CAP Theorem
Pick Two (But It's Complicated)
In the realm of distributed systems, the CAP theorem is your reality check. It states that a distributed data store can only provide two out of the following three guarantees: Consistency, Availability, and Partition Tolerance. Here's the kicker: Partition Tolerance isn't optional. When the network decides to throw a tantrum—and it will—you'd better be prepared.
The Harsh Reality
In college, you assume the network works. In distributed systems, you assume the network is actively trying to destroy your career. That's why Partition Tolerance is mandatory.
What Do These Actually Mean?
Consistency means every read receives the most recent write. Availability ensures every request receives a response, success or failure. Partition Tolerance means the system continues to operate despite network partitions.
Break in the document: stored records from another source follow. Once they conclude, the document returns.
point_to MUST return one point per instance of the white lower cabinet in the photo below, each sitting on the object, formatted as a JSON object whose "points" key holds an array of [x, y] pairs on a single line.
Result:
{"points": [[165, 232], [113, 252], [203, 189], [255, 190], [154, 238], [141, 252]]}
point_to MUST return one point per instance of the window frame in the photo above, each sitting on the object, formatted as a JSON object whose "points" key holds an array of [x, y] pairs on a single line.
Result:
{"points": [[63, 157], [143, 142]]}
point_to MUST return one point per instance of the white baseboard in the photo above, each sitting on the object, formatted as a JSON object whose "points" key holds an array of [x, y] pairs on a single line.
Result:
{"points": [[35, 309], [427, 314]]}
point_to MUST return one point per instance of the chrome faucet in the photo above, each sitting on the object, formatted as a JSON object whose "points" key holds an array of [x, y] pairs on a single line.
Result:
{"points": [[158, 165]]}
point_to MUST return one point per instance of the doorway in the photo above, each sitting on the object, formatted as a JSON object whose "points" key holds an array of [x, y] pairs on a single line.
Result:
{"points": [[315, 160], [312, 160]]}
You can't have it all, so choose wisely.
The Trade-offs in Practice
When you're designing a system, you're essentially choosing between Consistency and Availability once Partition Tolerance is a given. This isn't just theoretical hand-waving; it's about real-world operations and the cold, hard cash they affect.
Real Systems: It's a Spectrum
| System | Typically | Tunable? | Note |
|---|---|---|---|
| MongoDB | CP | Yes | writeConcern, readConcern |
| Cassandra | AP | Yes | Quorum reads/writes → CP |
| PostgreSQL | CA* | No | *Single node only |
| DynamoDB | AP | Yes | Eventually/Strong consistency |
| etcd/Consul | CP | No | Raft consensus |
| CouchDB | AP | No | Multi-master, eventual |
| Redis | CP/CA | Yes | Depends on configuration |
Key Takeaways
1. It's a Useful Model (Not a Law)
CAP isn't a strict rulebook. It's a framework for understanding trade-offs. Most systems offer tunable consistency levels, so use CAP to predict system behavior when things go south.
2. P is Not Optional
Network failures are a given. The real decision is between Consistency and Availability. Start by designing for partition tolerance.
3. Choose Based on Requirements
Align your system design with business needs. Financial systems demand Consistency. Social media thrives on Availability. Analytics can tolerate stale data, so Availability takes precedence.